Officially, the huge US military deployment in the Caribbean Sea is part of a crackdown on Latin American drug traffickers “flooding” the US with drugs. Washington has accused Maduro of running one narco “cartel” – the “Sun Cartel”, which this week was designated a foreign terrorist organization – although many experts say the group does not actually exist.

“I’m not going to tell you what the goal is. You should probably know what the goal is,” Trump said of his crusade, indicating that he “might” talk to Maduro.

“If we can save lives, if we can do things the easy way, fine. And if we have to do it the hard way, fine too,” the US president told reporters.

Trump’s future plans for South America’s sixth largest country – and the nation with the world’s largest proven oil reserves – remain shrouded in mystery.

“Maduro and many of his cohorts consider US military threats a bluff,” a source in regular contact with top Venezuelan officials told the Wall Street Journal this week.

“Maduro believes the only way the United States can oust him is by sending troops to Caracas,” the person added.

Given Trump’s reluctance to send US troops into combat overseas, this seems highly unlikely.
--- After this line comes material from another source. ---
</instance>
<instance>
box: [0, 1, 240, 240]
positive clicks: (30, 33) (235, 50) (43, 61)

But many observers suspect that, after carrying out more than 10 deadly airstrikes targeting suspected drug-smuggling boats in the Caribbean Sea, Trump’s next move will be US strikes on Venezuelan soil.

“I think we’re going to start blowing things up. I think we have to do something because there’s too much force out there [in the Caribbean] not to do something,” said Douglas Farah, a national security adviser and Latin American expert who advised the US government on Venezuela during Trump’s first term.

Farah said that his biggest fear was that – even if the United States launched some kind of attack, perhaps targeting a major Caribbean port from which cocaine was smuggled – it would not succeed in overthrowing Maduro, just as Trump failed to overthrow him in 2019.

“[If that happens] Maduro will feel empowered. He will say: ‘Yes, I defeated the United States,'” said Farah. And any chance of the Venezuelan dictator leaving power “in some kind of orderly way will end again for another 10 years”.